Moghbeli’s seemingly disparate interests—art and medicine—are cohesive in her mind, and she melds them into all aspects of her life.
“I think about art when I’m at work. I talk to patients about creating something or about what they find beautiful,” says Moghbeli, who often treats people with heart failure and at the end of their lives. “Art can be a sustaining force when people are so ill; it connects them to something bigger than just today and tomorrow,” she says.
Moghbeli’s art-science synthesis began when, as a first-year student, she saw biology professor Scott Gilbert comparing the creation of an embryo to the creation of art.
“I really loved painting outdoors, and that tied in very naturally with my biology studies,” Moghbeli says. “I remember walking to my studio to paint as a break from studying for a chemistry exam. It sustained me to do my art and science together.”
Jove Graham ’96, a double theater and engineering major, also took advantage of Swarthmore’s liberal arts mindset, cramming in as many acting classes as he could alongside his mechanical engineering requirements. The herculean effort for a double B.A. and B.S. major takes its own kind of superhero—a feat of academic strength Graham attributes to serendipitous scheduling.
“Fortunately, the engineering classes met first thing in the morning, and the theater classes were mostly afternoons and evenings,” says Graham, now the director of clinical research project development at the Geisinger Center for Health Research in Danville, Pa.
Like Moghbeli, Graham also sees his fields of study as seamlessly fused.
“In both cases, you’re trying to solve a problem in the most interesting way,” Graham says. “There’s maybe a little more art in the theater, but you have to get pretty creative in a scientific job, too—using limited resources to do something elegantly and efficiently.”

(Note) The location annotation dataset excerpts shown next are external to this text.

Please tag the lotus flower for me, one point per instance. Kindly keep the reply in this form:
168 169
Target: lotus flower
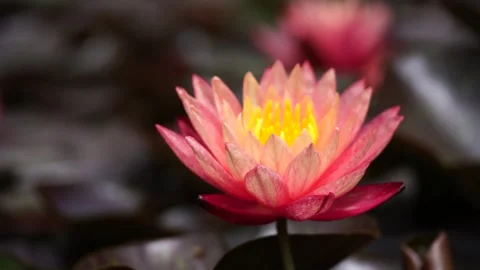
295 149
346 35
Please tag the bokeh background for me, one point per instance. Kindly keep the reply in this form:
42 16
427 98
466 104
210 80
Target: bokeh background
84 82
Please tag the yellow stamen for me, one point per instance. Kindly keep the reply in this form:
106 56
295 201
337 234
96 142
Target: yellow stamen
287 123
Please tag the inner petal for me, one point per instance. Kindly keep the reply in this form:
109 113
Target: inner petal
283 119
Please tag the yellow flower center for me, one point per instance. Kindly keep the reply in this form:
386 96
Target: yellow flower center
283 120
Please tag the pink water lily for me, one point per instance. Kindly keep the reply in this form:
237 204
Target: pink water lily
347 35
295 149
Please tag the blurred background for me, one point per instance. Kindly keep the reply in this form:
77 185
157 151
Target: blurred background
84 82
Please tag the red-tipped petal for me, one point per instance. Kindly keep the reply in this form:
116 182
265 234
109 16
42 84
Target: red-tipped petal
360 200
238 161
206 123
215 173
352 93
237 211
308 207
352 116
221 94
370 141
277 45
182 150
266 186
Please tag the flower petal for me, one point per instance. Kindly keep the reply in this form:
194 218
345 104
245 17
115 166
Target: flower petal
295 85
222 93
308 75
215 172
266 186
276 77
360 200
367 145
238 161
252 91
327 81
203 91
182 150
206 124
237 211
303 172
307 207
276 154
352 116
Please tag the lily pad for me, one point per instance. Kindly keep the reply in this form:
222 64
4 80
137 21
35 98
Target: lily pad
193 252
314 245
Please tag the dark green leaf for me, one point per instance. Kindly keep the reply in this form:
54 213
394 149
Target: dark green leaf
183 253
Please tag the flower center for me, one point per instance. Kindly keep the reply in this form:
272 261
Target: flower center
283 120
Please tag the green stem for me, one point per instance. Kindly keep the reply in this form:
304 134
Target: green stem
284 243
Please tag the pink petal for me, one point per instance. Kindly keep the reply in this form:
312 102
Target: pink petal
360 200
276 77
276 154
328 80
183 151
237 211
352 116
252 91
186 129
344 184
202 90
206 123
216 174
307 207
295 85
266 186
351 94
303 172
238 161
222 93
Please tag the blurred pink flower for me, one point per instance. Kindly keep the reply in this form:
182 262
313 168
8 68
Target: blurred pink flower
347 35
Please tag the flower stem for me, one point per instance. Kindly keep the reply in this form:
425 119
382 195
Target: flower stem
282 234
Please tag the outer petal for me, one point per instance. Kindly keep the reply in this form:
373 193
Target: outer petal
276 154
186 129
295 85
206 124
353 110
344 184
183 151
278 45
368 144
302 172
237 211
222 93
202 90
266 186
238 161
217 175
307 207
360 200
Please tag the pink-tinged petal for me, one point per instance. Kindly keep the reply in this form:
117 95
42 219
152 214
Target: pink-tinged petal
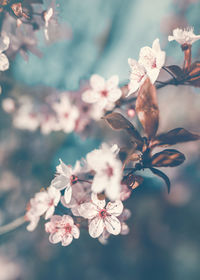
60 182
90 96
113 225
124 229
55 237
67 239
4 43
68 194
75 232
66 219
4 62
96 227
112 83
97 82
100 203
114 95
153 74
115 208
49 212
88 210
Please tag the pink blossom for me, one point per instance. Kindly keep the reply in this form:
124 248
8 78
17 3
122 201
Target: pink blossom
65 178
101 217
149 64
108 171
80 195
184 36
4 44
103 93
62 229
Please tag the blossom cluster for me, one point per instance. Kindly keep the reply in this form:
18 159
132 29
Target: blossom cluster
82 192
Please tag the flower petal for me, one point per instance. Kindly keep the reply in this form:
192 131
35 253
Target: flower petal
115 208
113 225
90 96
67 239
68 194
75 232
4 62
96 227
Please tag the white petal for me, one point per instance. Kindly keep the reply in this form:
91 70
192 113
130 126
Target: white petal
55 237
4 43
114 95
115 208
90 96
88 210
68 194
4 63
100 203
113 225
75 232
67 239
97 82
96 227
112 83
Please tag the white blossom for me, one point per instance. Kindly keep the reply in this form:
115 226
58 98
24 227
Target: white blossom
101 217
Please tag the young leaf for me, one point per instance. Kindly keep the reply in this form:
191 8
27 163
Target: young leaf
168 157
147 108
163 176
176 71
174 136
118 122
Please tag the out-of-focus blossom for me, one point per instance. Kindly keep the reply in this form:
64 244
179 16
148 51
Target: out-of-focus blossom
4 45
184 36
149 64
67 114
101 217
62 229
8 105
65 178
108 171
103 93
44 201
125 215
80 195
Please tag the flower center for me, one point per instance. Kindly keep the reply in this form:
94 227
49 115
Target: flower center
104 93
102 213
68 228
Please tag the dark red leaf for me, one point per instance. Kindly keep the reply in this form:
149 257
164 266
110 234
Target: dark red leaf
176 71
147 108
118 122
168 157
174 136
163 176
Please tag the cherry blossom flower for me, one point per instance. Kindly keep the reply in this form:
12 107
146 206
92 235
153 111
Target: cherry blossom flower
184 36
62 229
80 195
4 44
108 171
101 217
104 93
65 178
149 64
44 201
67 114
103 239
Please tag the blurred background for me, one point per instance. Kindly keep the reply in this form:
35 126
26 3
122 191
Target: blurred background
164 239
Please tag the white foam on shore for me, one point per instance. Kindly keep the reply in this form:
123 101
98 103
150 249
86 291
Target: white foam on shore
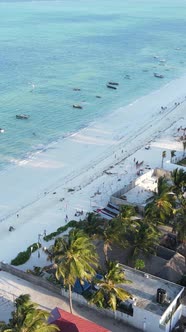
78 161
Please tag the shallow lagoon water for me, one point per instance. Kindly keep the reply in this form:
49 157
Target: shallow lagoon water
61 45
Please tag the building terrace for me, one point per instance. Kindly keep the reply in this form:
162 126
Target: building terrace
143 288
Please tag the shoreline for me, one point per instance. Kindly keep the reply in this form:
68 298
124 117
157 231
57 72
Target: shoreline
74 168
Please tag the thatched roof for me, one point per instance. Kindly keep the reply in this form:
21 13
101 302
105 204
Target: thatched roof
174 268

Graham, who graduated with distinction in engineering, took every opportunity to pursue theater as a student—he even taught acting to 9- to 12-year-olds during the summers at a Malvern, Pa., theater camp. When it came time to settle on a profession, he went out on a limb to take a “bottom-of-the-totem-pole” job with a Philadelphia theater, deferring his acceptance into UC–Berkeley’s bioengineering Ph.D. program for a year while deciding whether or not to stick with the theater gig. In the end, science won out.

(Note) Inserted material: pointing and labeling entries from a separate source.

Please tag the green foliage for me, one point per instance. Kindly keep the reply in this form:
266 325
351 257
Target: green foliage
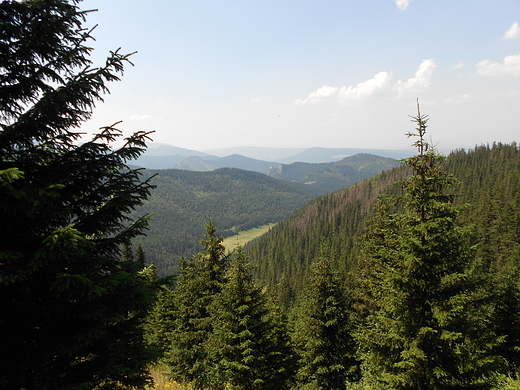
248 347
237 200
71 307
323 329
200 279
429 326
281 258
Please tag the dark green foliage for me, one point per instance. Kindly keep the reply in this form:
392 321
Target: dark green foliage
249 347
71 307
323 329
159 323
200 279
237 200
281 257
429 326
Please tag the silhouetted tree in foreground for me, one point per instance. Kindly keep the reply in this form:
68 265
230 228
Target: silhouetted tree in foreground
71 306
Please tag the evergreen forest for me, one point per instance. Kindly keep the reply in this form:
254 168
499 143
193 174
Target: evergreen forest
406 280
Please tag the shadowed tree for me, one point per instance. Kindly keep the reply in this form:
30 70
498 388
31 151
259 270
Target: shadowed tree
323 330
249 347
71 306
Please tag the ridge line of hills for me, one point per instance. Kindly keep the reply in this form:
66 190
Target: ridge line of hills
259 159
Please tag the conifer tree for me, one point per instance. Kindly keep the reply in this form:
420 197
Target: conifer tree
71 307
248 349
200 279
323 330
428 327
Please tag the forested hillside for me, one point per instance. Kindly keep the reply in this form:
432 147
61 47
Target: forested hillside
489 182
183 202
322 178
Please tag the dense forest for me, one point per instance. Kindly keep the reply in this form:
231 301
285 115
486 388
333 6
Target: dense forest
408 280
183 201
489 186
237 200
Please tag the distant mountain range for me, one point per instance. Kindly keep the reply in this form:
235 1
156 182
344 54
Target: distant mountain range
258 159
315 170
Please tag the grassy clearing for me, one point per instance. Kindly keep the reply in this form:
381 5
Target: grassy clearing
243 238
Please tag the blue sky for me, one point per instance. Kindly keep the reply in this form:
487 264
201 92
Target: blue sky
284 73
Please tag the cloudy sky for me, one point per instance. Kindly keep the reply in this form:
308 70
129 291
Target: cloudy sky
304 73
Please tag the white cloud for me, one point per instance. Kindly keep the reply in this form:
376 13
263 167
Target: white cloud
377 86
460 65
457 99
510 67
140 117
421 79
513 32
367 88
320 94
402 4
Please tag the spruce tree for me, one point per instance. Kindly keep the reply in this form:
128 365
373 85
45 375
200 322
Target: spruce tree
200 279
71 307
323 330
247 349
429 326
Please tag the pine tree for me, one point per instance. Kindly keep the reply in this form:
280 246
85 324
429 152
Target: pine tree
428 326
71 307
200 279
248 348
323 330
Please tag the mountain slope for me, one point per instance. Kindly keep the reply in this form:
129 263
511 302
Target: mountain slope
183 201
490 182
328 177
210 163
317 155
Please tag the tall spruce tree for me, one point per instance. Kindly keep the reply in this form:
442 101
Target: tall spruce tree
71 306
248 348
429 326
200 279
323 329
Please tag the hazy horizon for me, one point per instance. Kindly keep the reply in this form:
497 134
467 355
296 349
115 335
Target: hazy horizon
211 75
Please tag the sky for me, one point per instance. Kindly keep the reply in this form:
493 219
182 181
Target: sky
307 73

“I had always hoped that there’d be time to do theater in between. Luckily, that’s how it’s turned out,” Graham says.
Nowadays, Graham spends most evenings directing or acting in shows with a community theater in his small north-central-Pennsylvania town. As a theater board member, Graham also manages marketing and communication for the group, which has seen radically escalated turnout at its auditions in his two-year tenure.
Reflecting back, Graham, like Moghbeli, cites an unidentifiable something about Swarthmore that fosters a liberal arts approach to thinking and life. “I didn’t feel different from anyone else on campus,” says Graham. “Everybody I knew had something else that they were doing—my something else just happened to be a theater major.”